Sarah Palin’s email hacker convicted. The following account is from WBIR in Knoxville, TN. Ira has his own detailed version, as he kept close track of the initial events that led to David Kernell’s arrest. Ira’s account starts about 45 minutes into episode 133
A federal jury found former UT student David Kernell guilty of obstruction of justice and unauthorized access in the breach of Sarah Palin’s e-mail. It happened in September 2008, when Palin was running for U.S. Vice President. The obstruction of justice conviction makes Kernell a felon. David Kernall tried to cover up his actions by erasing the hard drive of the computer he used in the crimes. The case is a mistrial on count one, the charge of identity theft. The jury found Kernell not guilty on count 2, the charge of wire fraud. Unauthorized access is a misdemeanor lesser included charge from count three, which accused Kernell of felony unlawful computer access. The jury found Kernell guilty of obstruction of justice. That carries a maximum sentence of 20 years in prison, with a fine up to $250,000.
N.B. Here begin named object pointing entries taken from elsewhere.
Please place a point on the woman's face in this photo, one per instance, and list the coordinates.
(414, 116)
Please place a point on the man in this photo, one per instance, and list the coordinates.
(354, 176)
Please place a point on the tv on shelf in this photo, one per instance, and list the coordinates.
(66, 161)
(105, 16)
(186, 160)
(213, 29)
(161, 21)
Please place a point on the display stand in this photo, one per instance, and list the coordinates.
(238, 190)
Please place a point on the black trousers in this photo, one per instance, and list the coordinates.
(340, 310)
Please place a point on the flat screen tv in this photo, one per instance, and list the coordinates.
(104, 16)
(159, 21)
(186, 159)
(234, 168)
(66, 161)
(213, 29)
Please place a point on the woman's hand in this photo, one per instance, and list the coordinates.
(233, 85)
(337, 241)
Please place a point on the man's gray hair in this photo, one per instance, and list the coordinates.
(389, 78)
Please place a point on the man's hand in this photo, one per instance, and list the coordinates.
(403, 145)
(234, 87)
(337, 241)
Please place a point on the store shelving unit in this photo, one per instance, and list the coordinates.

Hot Topics at Interop 2010 Las Vegas: Cloud Computing, Virtualization, IT Security and Risk Management, VoIP and Unified Communications, Mobile Business Communications. Ira discusses the conference, starting about 11 minutes into episode 133.
Ira spoke with Michael Saitow, CIO of Liquor Distributor, MS Walker; and Philippe Winthrop, Managing Director, The Enterprise Mobility Foundation, both were panelist on a mobile communications and policy seminar at Interop.
Money laundering operation shut down, as an entrepreneur is indicted: ACH Transactions Used to move money for internet gambling operations
Another indictment: conspirator in hospital scheme to sell trauma patient medical records to personal injury attorneys.